From June 30 to November 22, petitioner sought other employment using a Culver City post office box as petitioners had no established residence during*82 that period. He was employed by TRW Systems on November 13, 1967 at its Redondo Beach facility and purchased a residence in El Segundo. The El Segundo residence is 7 miles from the TRW facility and 36 miles from Northridge. The last motel occupied by petitioners prior to moving to their residence at El Segundo was located 22 miles from Canoga Park and 15 miles from TRW.

The deduction claimed was for the move of petitioners' household goods from Sherman Oaks to Northridge. Petitioner was reimbursed by TRW for moving household goods from Northridge to El Segundo.

Section 217 of the Code provides for the deduction of moving expenses. Respondent contends that petitioner did not satisfy the minimum distance requirement of section 217(c) of the Code.

The deduction is not allowable unless the distance between the taxpayer's new principal place of work and his former residence exceeds by at least 20 miles the distance between his former principal place of work and such former residence. Sec. 1.217-1(c) (2) (i), Income Tax Regs. Petitioners contend that Northridge was their "former residence." Petitioners never lived in Northridge. They stored their household goods in Northridge*83 when they moved out of their residence in Sherman Oaks. The term "former residence" refers to the taxpayer's principal residence before his departure for his new principal place of work and does not include seasonal residences. Sec. 1.217-2(b) (8).

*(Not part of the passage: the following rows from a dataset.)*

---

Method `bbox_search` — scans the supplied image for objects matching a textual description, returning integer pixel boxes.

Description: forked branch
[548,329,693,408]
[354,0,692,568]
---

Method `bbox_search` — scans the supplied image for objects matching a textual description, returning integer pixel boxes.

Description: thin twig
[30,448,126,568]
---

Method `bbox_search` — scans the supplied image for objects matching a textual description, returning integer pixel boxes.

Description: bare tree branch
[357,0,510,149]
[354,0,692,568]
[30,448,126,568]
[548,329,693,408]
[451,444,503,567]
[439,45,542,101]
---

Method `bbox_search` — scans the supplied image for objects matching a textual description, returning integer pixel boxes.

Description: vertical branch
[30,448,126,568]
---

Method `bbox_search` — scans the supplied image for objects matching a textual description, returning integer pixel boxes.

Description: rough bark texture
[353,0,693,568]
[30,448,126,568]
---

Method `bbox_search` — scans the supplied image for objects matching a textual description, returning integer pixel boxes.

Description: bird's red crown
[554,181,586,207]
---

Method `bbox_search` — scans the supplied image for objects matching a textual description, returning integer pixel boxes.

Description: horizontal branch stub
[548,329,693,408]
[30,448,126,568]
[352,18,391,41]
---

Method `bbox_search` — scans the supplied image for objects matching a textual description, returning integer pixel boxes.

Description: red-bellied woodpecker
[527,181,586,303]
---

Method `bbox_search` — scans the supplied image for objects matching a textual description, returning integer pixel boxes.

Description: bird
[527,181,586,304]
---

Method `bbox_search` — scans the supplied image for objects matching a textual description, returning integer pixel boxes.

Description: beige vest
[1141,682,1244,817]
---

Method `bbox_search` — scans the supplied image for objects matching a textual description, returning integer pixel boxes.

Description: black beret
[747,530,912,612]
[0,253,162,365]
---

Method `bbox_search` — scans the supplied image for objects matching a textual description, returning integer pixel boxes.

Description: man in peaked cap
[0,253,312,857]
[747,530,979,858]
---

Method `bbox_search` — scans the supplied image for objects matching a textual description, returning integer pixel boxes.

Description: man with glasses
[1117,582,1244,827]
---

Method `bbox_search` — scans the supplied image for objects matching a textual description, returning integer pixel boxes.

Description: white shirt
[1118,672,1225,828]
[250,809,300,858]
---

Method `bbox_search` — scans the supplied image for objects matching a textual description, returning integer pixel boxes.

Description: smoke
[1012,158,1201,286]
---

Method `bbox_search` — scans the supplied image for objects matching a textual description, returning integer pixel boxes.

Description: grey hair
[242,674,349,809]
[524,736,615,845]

When petitioners moved from their residence in Sherman Oaks it was because petitioner was going to work in Canoga Park. The "former residence" as that term is used in the regulations, is Sherman Oaks. It cannot be Northridge because petitioners never resided there. Applying the facts to section 1.217-1(c) (2) (i), Income Tax Regs., therefore, the distance from Redondo Beach to Sherman Oaks must be more than 20 miles farther than the distance from Sherman Oaks to Canoga Park.

The distance from Sherman Oaks to Canoga Park is 9 miles. Petitioner put on no proof as to the distance from Sherman Oaks to Redondo Beach but we take judicial notice of the distance from a map using the most direct freeway route and find the distance to be approximately 23 miles. In order for petitioners to prevail, the distance would have to be more than 29 miles. We conclude that petitioners failed to establish that they come within the distance requirement*84 of section 217(c) of the Code and the Commissioner's disallowance of the deduction is sustained.

Decision will be entered under Rule 155.


Footnotes

  • 1. All Code section references are to the Internal Revenue Code of 1954, as amended in effect for the calendar year 1968.